The request from the Vatican to restore him as an active bishop again after 34 years in church wilderness came after Broderick was discovered running the Millbrook gas station by the newly-appointed archbishop of the Archdiocese of New York, then Archbishop Francis Spellman, out making the rounds in his new pastoral charge.

As an able seminarian marked to go places in the early 1890s at the Pontifical North American College in Rome, Broderick was also sent to study at the Pontifical Athenaeum of Sant’ Apollinare  and Pontifical Urbanian Athenaeum de Propaganda Fide before being ordained as a priest for the Archdiocese of Hartford on July 26, 1896 by Archbishop Francesco di Paola Cassetta, who would later go on to serve as the librarian of the Vatican Library.

When his former Italian instructor in Rome, Bishop Donato Raffaele Sbarretti Tazza, was appointed in 1900 as the ordinary of the Diocese of San Cristóbal de la Habana, he appointed Broderick as his secretary.

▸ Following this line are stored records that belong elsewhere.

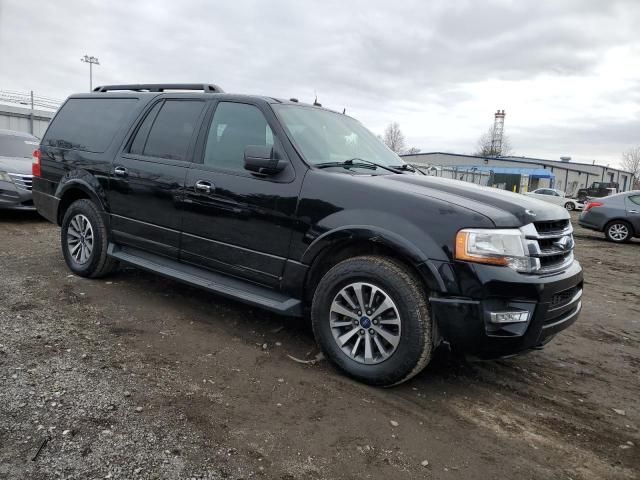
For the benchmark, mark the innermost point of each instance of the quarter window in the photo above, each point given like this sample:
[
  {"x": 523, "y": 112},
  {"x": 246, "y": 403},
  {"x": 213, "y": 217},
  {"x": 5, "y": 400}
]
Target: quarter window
[
  {"x": 137, "y": 146},
  {"x": 235, "y": 126},
  {"x": 172, "y": 130}
]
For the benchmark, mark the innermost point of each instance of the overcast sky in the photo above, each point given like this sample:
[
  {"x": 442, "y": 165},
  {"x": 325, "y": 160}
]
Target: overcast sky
[{"x": 566, "y": 72}]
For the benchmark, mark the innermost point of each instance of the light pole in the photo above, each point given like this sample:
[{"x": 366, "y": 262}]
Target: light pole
[{"x": 91, "y": 61}]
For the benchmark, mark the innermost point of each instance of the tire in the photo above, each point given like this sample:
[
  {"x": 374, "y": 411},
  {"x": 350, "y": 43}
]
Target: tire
[
  {"x": 412, "y": 334},
  {"x": 85, "y": 255},
  {"x": 615, "y": 231}
]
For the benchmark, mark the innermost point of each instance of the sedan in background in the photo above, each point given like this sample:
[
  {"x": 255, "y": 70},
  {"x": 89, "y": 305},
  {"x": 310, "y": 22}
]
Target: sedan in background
[
  {"x": 556, "y": 197},
  {"x": 618, "y": 216},
  {"x": 16, "y": 157}
]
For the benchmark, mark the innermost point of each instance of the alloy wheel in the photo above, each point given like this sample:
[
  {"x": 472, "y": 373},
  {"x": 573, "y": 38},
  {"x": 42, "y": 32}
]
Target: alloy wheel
[
  {"x": 619, "y": 232},
  {"x": 365, "y": 323},
  {"x": 80, "y": 239}
]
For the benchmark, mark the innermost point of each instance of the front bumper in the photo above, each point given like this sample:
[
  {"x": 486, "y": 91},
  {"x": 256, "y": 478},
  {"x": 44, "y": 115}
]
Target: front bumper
[
  {"x": 554, "y": 303},
  {"x": 15, "y": 198}
]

Broderick represented the Catholic Church in Havana on May 20, 1902 when the Republic of Cuba gained its symbolic, although not practical, independence from the United States, which had ruled Cuba for four years since its victory over Spain in the Spanish-American War of 1898. While in Cuba, Broderick had to settle claims against the United States government because of damage done to church property during the Spanish-American War.

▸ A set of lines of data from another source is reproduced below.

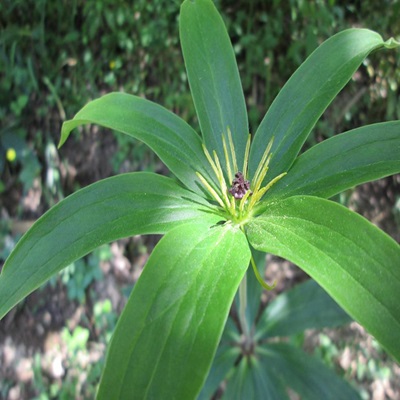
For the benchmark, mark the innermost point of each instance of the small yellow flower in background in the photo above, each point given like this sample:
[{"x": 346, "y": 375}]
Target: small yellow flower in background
[{"x": 11, "y": 154}]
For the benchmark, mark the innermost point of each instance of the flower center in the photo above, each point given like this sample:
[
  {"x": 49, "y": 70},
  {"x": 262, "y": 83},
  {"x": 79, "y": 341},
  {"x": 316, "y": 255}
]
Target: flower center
[{"x": 239, "y": 200}]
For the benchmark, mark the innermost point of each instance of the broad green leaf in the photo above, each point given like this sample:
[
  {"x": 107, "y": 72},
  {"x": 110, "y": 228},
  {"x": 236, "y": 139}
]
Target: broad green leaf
[
  {"x": 171, "y": 138},
  {"x": 251, "y": 382},
  {"x": 353, "y": 260},
  {"x": 166, "y": 338},
  {"x": 306, "y": 306},
  {"x": 307, "y": 94},
  {"x": 108, "y": 210},
  {"x": 343, "y": 161},
  {"x": 213, "y": 76},
  {"x": 305, "y": 374}
]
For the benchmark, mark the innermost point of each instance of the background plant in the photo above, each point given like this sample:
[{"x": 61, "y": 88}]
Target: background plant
[{"x": 257, "y": 63}]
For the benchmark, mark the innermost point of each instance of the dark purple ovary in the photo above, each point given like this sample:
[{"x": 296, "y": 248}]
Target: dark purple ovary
[{"x": 240, "y": 186}]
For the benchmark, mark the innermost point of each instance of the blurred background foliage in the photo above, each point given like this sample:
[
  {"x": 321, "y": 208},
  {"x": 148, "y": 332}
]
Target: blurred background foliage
[{"x": 55, "y": 56}]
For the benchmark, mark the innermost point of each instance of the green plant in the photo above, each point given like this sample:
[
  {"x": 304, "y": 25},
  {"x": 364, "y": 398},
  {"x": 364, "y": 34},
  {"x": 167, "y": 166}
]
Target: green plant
[
  {"x": 256, "y": 360},
  {"x": 232, "y": 196}
]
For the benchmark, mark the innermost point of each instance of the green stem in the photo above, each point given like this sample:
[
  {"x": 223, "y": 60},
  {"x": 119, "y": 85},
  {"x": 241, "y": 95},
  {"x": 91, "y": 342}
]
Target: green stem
[{"x": 243, "y": 305}]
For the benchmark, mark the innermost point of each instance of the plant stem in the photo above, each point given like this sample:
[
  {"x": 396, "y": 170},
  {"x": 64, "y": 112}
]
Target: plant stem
[{"x": 243, "y": 305}]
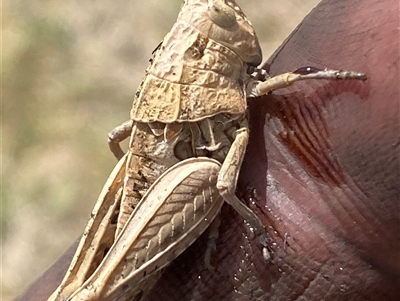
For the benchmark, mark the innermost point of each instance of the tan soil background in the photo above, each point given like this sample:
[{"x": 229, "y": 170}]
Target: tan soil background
[{"x": 69, "y": 71}]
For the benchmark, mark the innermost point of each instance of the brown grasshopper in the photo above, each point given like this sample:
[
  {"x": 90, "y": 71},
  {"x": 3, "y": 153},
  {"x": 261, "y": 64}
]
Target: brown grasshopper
[{"x": 188, "y": 136}]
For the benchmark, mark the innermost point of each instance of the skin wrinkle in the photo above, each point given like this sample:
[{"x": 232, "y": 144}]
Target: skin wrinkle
[{"x": 300, "y": 206}]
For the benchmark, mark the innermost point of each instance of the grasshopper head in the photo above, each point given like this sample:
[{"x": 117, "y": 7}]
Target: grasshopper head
[
  {"x": 224, "y": 22},
  {"x": 232, "y": 29}
]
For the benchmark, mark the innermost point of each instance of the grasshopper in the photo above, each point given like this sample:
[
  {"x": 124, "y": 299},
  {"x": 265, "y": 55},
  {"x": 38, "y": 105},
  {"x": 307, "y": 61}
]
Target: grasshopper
[{"x": 188, "y": 136}]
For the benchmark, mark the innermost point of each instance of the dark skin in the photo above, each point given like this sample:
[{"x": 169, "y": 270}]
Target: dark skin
[{"x": 322, "y": 171}]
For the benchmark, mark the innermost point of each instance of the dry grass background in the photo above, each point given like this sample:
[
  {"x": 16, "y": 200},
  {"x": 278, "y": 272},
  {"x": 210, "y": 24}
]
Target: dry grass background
[{"x": 69, "y": 71}]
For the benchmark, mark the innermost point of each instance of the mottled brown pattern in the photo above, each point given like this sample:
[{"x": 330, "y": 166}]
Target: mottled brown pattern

On March 1, 1905, Broderick resigned as coadjutor bishop of the Diocese of San Cristóbal de la Habana, and returned to the United States. While the details are murky, it appears Broderick had a falling out with the Holy See over financial matters, and was effectively sent into episcopal limbo by Baltimore’s long-serving and powerful Cardinal James Gibbons, with “no appointment, no pastoral duties, and no income other than a small stipend provided by Rome,” notes Rick Becker in an Aug. 31 article in the National Catholic Register, headlined, “The Strange Saga of the Bishop Who Ran a Gas Station for 40 Years.” Becker writes that Broderick’s “ecclesiastical exile compelled him to pump gas and hawk auto parts for decades on end.”

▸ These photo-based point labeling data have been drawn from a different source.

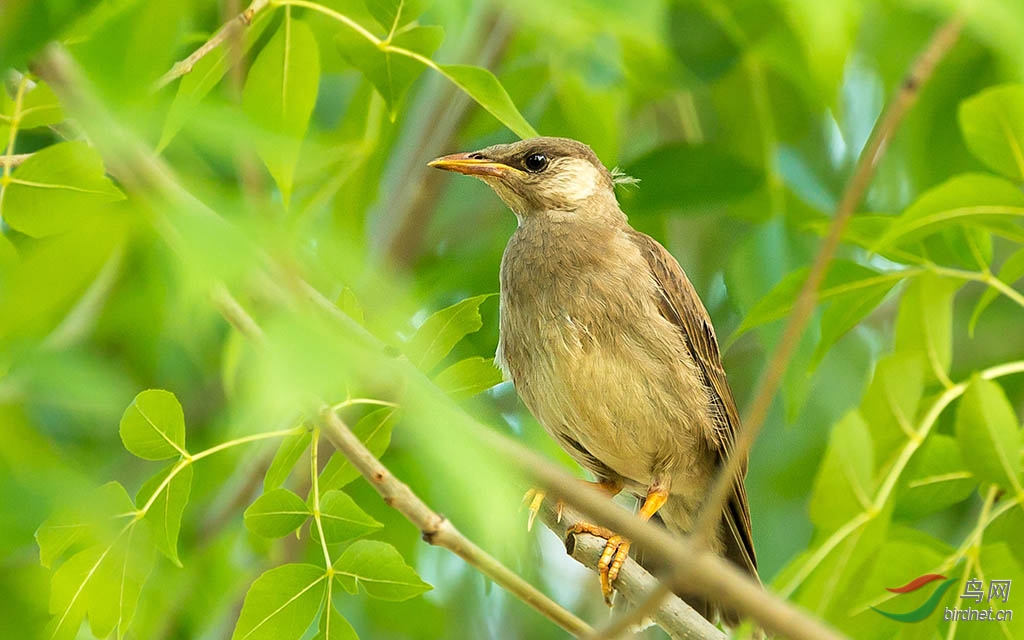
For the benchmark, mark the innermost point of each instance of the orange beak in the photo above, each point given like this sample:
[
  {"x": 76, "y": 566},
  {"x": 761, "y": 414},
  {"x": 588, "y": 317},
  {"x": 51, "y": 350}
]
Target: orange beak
[{"x": 466, "y": 164}]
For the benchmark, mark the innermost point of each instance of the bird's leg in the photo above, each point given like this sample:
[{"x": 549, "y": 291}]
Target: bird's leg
[
  {"x": 616, "y": 550},
  {"x": 611, "y": 486}
]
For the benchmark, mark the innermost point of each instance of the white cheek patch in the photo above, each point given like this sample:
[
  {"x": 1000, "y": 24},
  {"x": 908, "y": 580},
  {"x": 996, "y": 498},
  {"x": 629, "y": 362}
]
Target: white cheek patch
[{"x": 578, "y": 179}]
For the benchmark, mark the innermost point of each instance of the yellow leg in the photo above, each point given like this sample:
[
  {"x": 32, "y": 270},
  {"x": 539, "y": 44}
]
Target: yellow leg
[
  {"x": 536, "y": 498},
  {"x": 616, "y": 550}
]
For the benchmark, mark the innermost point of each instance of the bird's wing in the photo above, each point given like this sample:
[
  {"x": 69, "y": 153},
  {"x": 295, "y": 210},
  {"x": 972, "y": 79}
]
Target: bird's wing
[{"x": 681, "y": 305}]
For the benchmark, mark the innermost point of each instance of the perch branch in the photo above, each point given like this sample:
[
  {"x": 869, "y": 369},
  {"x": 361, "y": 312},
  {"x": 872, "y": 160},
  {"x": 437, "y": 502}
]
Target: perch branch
[
  {"x": 147, "y": 177},
  {"x": 634, "y": 583},
  {"x": 436, "y": 528}
]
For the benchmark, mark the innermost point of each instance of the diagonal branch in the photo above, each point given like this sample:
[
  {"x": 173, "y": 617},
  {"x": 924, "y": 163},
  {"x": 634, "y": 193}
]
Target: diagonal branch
[
  {"x": 229, "y": 30},
  {"x": 436, "y": 528},
  {"x": 920, "y": 72}
]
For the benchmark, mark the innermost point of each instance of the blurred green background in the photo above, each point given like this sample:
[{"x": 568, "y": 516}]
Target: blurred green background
[{"x": 741, "y": 119}]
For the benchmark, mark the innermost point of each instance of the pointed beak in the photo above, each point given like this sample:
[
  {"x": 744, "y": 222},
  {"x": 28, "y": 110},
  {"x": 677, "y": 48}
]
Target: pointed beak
[{"x": 470, "y": 164}]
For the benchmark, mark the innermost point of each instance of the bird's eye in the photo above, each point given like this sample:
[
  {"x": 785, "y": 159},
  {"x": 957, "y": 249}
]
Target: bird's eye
[{"x": 536, "y": 162}]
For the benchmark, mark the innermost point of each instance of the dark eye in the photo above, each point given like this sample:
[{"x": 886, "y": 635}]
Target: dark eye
[{"x": 536, "y": 162}]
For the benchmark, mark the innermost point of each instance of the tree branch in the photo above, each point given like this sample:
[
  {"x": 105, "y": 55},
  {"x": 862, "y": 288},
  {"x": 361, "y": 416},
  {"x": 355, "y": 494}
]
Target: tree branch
[
  {"x": 230, "y": 29},
  {"x": 436, "y": 528},
  {"x": 634, "y": 583},
  {"x": 921, "y": 71}
]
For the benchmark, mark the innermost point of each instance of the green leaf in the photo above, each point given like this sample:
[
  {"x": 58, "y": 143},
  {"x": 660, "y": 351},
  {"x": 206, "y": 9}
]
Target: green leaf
[
  {"x": 844, "y": 485},
  {"x": 970, "y": 199},
  {"x": 154, "y": 426},
  {"x": 375, "y": 431},
  {"x": 349, "y": 304},
  {"x": 97, "y": 518},
  {"x": 1011, "y": 271},
  {"x": 58, "y": 188},
  {"x": 935, "y": 479},
  {"x": 681, "y": 176},
  {"x": 890, "y": 403},
  {"x": 439, "y": 333},
  {"x": 103, "y": 582},
  {"x": 988, "y": 434},
  {"x": 280, "y": 94},
  {"x": 390, "y": 73},
  {"x": 275, "y": 514},
  {"x": 380, "y": 569},
  {"x": 996, "y": 561},
  {"x": 203, "y": 78},
  {"x": 847, "y": 309},
  {"x": 282, "y": 603},
  {"x": 343, "y": 519},
  {"x": 992, "y": 123},
  {"x": 40, "y": 108},
  {"x": 925, "y": 322},
  {"x": 284, "y": 461},
  {"x": 469, "y": 377},
  {"x": 482, "y": 86},
  {"x": 165, "y": 514},
  {"x": 846, "y": 281},
  {"x": 334, "y": 627},
  {"x": 392, "y": 14}
]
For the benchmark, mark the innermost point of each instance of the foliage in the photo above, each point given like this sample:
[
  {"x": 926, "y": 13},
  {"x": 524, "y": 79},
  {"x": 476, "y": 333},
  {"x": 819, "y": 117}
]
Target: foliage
[{"x": 287, "y": 166}]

We do know that eight years after his return from Cuba to the United States, on Aug. 26, 1913, Bishop Broderick, then living in Saugerties, New York, near Millbrook, and his  business partner, former Democratic Congressman John Andrew Sullivan from Massachusetts’ 11th congressional district in Boston, who were associated with a contracting firm in Cuba known as Donovan & Philips, which had a water and sewer contract in Cienfuegos, Cuba, successfully sued Bishop Broderick’s brother, David A. Broderick, who had acted as agent for Donovan & Phillips, in Connecticut Superior Court for Hartford County, with Judge Marcus H. Holcomb awarding the bishop and congressman a judgment for $18,901.

Bishop Broderick, who had a doctorate from his time in Rome, wound up spending the First World War and the decades of the 1920s and 1930s living in obscurity while remaining obedient to the church, keeping his vows, and saying his daily office, but known not as a bishop but simply as “Dr. Broderick” (in the academic sense) who ran the gas station and wrote a weekly column for the Millbrook Round Table, until restored to a public role as Spellman’s auxiliary bishop and a hospital chaplain in Riverdale, New York in November 1939, serving for the remaining four years of his life, until he died in November 1943 at the age of 74, having been a bishop for 40 years, and a gas jockey almost as long.